Not much--but Brereton hastily copied that entry. And he had just written the last word when the superintendent came back into the room with a man who was in railway uniform.

"Come in here," the superintendent was saying. "You can tell me what it is before this gentleman. Some news from High Gill junction, Mr. Brereton," he went on, "something about Stoner. Well, my lad, what is it?"

"The station-master sent me over on his bicycle," replied the visitor. "We heard over there this afternoon about Stoner's body being found, and that you were thinking he must have fallen over into the quarry in the darkness. And we know over yonder that that's not likely."

"Aye?" said the superintendent. "Well, as a matter of fact, my lad, we weren't thinking that, but no doubt that rumour's got out. Now why do you railway folks know it isn't likely?"

"That's what I've come to tell," answered the man, a sharp, intelligent-looking fellow. "I'm ticket-collector over there, as you know, sir. Now, young Stoner came to the junction on Saturday afternoon and booked for Darlington, and of course went to Darlington. He came back yesterday afternoon--Sunday--by the train that gets to our junction at 3.3. I took his ticket. Instead of going out of the station by the ordinary way, he got over the fence on the down line side, saying to me that he'd take a straight cut across the moor to Highmarket. I saw him going Highmarket way for some distance. And he'd be at Hobwick Quarry by 4.30 at the latest--long before darkness."

"Just about sunset, as a matter of fact," remarked the superintendent. "The sun sets about 4.18."

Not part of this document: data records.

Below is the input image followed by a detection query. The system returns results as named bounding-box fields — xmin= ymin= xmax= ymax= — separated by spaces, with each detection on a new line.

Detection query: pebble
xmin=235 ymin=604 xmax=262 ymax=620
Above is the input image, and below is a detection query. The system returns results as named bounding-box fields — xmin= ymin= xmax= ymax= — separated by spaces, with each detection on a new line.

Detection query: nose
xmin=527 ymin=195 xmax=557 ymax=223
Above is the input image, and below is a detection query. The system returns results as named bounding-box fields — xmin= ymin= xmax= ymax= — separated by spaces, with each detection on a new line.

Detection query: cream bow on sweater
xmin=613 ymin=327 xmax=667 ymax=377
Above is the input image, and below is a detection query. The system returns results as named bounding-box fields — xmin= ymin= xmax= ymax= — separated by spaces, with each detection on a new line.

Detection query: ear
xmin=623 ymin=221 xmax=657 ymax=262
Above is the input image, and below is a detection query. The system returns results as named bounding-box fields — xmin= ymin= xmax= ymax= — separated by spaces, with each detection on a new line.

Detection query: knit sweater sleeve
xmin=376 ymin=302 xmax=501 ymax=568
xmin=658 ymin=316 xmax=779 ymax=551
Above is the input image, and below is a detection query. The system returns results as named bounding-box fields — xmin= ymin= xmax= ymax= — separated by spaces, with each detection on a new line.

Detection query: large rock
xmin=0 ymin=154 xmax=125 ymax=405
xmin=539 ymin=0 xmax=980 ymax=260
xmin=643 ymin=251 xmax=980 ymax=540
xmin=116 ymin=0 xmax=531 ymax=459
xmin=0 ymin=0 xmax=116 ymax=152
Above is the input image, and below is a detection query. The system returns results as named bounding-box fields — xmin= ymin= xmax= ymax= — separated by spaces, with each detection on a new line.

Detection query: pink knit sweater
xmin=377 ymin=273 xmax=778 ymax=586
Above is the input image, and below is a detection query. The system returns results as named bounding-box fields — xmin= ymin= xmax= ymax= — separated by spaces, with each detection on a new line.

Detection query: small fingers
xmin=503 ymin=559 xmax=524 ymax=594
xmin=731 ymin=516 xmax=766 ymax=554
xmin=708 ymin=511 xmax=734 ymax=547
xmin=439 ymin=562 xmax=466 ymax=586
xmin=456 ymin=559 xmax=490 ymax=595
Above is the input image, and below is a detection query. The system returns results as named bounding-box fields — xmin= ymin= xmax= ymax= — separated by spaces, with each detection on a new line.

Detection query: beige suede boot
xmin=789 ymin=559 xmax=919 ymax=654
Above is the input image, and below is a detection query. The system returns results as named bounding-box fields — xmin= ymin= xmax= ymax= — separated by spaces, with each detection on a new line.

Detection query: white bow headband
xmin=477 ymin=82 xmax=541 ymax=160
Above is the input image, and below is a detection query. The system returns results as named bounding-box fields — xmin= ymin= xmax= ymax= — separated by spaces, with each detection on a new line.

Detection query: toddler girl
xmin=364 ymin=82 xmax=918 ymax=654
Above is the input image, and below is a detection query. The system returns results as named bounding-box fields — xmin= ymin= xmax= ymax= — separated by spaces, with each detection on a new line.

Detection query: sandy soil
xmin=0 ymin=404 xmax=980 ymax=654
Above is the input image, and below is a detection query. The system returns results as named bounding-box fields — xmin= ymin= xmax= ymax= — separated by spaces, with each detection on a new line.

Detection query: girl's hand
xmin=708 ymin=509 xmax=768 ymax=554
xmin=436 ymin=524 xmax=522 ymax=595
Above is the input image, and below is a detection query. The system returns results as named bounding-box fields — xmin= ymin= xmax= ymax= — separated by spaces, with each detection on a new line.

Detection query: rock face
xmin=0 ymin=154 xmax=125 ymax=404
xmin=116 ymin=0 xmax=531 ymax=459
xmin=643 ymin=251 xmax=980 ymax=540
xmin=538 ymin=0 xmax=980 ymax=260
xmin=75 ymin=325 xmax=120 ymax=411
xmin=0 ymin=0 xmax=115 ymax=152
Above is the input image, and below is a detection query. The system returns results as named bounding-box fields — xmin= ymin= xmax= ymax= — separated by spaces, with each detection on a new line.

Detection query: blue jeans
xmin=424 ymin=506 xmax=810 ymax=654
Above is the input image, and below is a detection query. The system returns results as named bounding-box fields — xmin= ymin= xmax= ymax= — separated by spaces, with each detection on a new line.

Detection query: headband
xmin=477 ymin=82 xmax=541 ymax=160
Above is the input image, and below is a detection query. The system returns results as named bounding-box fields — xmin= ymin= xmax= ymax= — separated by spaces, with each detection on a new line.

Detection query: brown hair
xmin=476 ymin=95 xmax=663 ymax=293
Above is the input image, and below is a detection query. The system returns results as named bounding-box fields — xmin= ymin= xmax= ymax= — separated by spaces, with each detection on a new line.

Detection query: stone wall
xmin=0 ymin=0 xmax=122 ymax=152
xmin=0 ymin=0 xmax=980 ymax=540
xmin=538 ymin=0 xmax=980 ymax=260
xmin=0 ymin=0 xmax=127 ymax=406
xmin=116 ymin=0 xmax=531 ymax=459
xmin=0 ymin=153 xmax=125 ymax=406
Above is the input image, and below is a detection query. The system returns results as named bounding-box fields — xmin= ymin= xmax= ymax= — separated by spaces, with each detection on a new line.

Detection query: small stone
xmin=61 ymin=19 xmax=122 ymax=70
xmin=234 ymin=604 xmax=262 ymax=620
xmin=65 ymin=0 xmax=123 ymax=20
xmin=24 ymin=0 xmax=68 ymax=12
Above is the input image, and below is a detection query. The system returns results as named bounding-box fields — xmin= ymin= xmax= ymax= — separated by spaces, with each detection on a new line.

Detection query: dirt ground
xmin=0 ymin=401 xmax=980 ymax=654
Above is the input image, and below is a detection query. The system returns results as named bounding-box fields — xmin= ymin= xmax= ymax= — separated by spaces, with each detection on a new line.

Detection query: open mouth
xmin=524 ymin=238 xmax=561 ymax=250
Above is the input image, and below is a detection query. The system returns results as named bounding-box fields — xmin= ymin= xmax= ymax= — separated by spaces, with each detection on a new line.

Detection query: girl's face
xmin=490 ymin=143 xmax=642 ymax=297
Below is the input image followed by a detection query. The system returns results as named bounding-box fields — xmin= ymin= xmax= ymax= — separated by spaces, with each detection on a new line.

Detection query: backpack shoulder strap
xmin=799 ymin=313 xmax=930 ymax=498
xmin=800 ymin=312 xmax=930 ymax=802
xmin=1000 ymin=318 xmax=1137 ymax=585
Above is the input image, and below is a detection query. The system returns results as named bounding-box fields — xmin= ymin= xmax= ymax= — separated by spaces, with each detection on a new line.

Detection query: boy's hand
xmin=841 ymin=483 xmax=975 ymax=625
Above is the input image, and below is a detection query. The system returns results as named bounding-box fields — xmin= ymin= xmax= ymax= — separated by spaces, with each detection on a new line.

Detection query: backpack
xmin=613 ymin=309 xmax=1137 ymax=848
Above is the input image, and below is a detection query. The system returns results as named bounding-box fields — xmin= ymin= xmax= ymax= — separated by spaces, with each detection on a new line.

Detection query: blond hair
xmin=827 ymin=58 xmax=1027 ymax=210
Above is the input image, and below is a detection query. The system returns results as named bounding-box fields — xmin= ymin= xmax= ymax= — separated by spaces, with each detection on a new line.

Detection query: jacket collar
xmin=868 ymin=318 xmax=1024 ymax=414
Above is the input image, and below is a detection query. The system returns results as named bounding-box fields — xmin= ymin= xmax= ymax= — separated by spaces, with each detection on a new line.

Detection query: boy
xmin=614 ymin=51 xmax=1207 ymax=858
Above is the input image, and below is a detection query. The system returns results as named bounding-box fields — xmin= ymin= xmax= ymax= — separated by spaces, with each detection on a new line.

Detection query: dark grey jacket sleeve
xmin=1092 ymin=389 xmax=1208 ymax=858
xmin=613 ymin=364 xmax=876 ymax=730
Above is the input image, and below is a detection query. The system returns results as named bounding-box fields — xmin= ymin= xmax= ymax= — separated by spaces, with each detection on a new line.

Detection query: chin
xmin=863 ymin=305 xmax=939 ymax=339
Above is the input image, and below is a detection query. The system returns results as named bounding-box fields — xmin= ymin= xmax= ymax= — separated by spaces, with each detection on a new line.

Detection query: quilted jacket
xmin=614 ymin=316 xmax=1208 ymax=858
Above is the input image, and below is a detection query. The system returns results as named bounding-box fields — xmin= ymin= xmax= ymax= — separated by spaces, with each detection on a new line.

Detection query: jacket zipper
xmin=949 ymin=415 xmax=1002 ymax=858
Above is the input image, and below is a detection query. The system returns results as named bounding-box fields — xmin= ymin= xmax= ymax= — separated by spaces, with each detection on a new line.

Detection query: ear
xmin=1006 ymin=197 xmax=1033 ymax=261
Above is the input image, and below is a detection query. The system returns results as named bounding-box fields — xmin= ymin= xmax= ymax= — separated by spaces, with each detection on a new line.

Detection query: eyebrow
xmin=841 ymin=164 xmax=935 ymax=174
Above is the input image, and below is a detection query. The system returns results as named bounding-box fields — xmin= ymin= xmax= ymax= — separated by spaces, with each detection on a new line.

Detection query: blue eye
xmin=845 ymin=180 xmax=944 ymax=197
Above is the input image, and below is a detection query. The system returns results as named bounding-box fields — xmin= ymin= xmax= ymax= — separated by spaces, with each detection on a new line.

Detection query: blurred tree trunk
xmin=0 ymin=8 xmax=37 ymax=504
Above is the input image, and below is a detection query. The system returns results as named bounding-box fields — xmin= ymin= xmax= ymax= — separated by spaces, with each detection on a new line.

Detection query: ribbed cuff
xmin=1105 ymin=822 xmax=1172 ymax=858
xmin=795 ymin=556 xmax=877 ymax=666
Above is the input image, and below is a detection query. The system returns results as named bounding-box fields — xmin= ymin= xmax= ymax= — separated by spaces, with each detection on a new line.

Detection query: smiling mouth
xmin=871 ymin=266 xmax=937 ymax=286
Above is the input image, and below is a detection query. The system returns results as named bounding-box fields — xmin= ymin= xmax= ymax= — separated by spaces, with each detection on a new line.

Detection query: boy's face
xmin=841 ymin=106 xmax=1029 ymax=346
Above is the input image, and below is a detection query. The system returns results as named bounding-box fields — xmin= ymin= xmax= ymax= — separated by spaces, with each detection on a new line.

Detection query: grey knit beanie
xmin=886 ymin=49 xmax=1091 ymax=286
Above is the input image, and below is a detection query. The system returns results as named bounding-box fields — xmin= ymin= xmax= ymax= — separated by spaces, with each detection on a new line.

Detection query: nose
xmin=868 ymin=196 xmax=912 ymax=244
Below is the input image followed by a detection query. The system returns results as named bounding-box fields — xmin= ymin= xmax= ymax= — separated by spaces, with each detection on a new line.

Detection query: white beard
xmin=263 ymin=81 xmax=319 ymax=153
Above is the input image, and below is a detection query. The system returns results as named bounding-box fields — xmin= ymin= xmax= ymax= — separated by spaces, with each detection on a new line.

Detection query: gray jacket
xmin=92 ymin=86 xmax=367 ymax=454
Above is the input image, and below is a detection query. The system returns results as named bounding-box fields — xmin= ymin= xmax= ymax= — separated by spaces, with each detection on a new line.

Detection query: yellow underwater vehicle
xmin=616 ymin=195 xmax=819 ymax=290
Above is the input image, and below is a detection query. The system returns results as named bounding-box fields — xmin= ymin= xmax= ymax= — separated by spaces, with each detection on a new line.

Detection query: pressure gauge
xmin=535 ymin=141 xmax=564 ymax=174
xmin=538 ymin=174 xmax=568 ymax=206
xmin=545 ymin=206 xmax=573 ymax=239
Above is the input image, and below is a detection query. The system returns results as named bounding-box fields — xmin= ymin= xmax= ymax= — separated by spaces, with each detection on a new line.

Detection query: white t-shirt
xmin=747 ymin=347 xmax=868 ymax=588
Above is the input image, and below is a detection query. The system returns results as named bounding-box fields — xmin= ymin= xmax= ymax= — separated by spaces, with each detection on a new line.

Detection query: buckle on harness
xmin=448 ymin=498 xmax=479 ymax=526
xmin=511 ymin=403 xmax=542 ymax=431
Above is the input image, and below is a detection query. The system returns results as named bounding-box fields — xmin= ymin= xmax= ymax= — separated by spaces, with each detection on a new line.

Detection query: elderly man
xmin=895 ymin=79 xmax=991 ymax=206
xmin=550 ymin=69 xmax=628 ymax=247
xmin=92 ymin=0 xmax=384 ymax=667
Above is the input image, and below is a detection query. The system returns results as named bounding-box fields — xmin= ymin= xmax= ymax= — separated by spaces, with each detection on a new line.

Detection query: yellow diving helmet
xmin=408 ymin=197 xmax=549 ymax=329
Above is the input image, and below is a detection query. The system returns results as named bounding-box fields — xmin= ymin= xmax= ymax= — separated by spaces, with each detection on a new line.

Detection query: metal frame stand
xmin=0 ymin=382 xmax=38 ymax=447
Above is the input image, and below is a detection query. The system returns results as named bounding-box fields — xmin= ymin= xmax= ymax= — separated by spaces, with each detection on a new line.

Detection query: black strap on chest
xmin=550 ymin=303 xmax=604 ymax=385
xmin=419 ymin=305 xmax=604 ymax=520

"So he couldn't have fallen over in the darkness," continued the ticket-collector. "If all had gone well with him, he'd have been down in Highmarket here by dusk."

"I'm obliged to you," said the superintendent. "It's worth knowing, of course. Came from Darlington, eh? Was he alone?"

"Quite alone, sir."

"You didn't see anybody else going that way across the moors, did you? Didn't notice anybody following him?"

"No," replied the ticket-collector with decision. "Me and one of my mates watched him a long way, and I'll swear there was no one near him till he was out of sight. We didn't watch him on purpose, neither. When the down-train had gone, me and my mate sat down to smoke our pipes, and from where we were we could see right across the moors in this direction. We saw Stoner--now and then, you understand--right away to Chat Bank."

"You didn't notice any suspicious characters come to your station that afternoon or evening?" asked the superintendent.

The ticket-collector replied that nothing of that sort had been seen, and he presently went away. And Brereton, after an unimportant word or two, went away too, certain by that time that the death of Stoner had some sinister connexion with the murder of Kitely.